Pourtant, après des élections d’octobre 2011 marquées par une grande dispersion des candidatures et une bipolarisation entre d’une part Ennahda et ses alliés/subordonnés de la Troïka, et d’autre part le pôle libéral bourgeois dit « moderniste », la gauche a tenté d’avancer vers une représentation indépendante visible en lançant, en octobre 2012, le « Front populaire pour la réalisation des objectifs de la révolution », couramment appelé Front Populaire ou FP. Ce Front a élaboré un projet de Charte [2] en septembre 2012 ; la version définitive qui aurait dû être adoptée en janvier 2013 n’a jamais vu le jour.

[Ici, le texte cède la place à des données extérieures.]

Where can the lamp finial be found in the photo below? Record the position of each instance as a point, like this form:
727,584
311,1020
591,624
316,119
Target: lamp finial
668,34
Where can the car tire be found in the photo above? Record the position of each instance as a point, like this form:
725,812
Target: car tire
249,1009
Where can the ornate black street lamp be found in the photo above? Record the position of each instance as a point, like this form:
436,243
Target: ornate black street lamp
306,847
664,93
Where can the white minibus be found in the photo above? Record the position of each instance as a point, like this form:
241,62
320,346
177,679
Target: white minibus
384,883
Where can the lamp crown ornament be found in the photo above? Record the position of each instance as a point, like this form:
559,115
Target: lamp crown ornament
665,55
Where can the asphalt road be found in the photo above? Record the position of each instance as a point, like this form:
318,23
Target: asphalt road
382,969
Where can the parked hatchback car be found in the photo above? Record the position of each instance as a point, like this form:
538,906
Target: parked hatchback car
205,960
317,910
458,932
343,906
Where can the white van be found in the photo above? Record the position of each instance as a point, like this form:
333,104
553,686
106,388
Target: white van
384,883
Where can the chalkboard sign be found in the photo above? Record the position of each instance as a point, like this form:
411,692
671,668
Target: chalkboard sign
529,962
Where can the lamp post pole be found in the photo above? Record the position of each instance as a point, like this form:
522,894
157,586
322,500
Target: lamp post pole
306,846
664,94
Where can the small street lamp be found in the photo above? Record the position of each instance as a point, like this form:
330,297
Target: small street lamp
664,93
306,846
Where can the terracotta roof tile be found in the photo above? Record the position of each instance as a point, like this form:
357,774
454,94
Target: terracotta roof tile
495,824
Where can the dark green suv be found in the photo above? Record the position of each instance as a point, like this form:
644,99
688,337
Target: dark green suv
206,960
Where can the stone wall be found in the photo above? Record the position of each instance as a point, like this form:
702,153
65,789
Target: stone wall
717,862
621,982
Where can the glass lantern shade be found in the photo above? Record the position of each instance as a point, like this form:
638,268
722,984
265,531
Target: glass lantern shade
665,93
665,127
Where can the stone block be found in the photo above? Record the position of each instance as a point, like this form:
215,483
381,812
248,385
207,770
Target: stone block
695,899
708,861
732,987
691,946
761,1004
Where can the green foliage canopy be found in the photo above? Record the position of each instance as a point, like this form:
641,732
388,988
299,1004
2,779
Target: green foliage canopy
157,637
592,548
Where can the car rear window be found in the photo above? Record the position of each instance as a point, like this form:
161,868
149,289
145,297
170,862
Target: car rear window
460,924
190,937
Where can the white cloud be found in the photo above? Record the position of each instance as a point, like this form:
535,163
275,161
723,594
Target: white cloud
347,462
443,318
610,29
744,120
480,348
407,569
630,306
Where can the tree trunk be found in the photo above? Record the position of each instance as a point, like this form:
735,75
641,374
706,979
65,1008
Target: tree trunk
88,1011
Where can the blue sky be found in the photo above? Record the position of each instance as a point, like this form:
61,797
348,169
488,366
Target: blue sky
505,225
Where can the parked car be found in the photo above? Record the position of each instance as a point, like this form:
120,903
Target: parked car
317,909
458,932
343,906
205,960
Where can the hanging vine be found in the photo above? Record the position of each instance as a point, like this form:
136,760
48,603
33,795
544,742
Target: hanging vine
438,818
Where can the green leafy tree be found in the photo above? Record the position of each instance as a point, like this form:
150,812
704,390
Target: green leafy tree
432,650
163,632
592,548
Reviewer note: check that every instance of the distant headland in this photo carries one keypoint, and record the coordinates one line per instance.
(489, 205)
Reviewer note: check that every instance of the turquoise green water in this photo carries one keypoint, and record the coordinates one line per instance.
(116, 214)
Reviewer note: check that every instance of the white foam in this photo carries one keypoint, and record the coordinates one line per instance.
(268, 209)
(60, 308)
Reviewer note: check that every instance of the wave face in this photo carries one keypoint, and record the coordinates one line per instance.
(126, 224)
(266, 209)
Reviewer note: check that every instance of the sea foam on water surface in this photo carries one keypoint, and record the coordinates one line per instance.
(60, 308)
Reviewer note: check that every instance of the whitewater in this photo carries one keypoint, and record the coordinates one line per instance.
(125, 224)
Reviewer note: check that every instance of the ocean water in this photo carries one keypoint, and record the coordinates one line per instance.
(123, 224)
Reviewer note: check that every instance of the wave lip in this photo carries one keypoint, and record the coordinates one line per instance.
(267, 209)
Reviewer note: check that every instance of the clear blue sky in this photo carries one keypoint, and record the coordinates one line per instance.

Ce document, s’il fixe un ensemble d’éléments d’orientation importants, ne pose aucunement la question de l’auto-organisation, en particulier dans sa partie 1 (« La question nationale et démocratique »), qui limite la question démocratique à une approche purement institutionnelle et néglige le fait essentiel que dans une révolution, la démocratie est d’abord matérialisée par l’intervention directe des masses dans la sphère politique. Il reste également très flou sur la question de la délimitation de classe, le critère de clivage étant le refus du libéralisme et de la soumission aux sphères étrangères (entendons impérialistes et pays du Golfe). Le rôle essentiel accordé aux élections se retrouve dans la conclusion [3].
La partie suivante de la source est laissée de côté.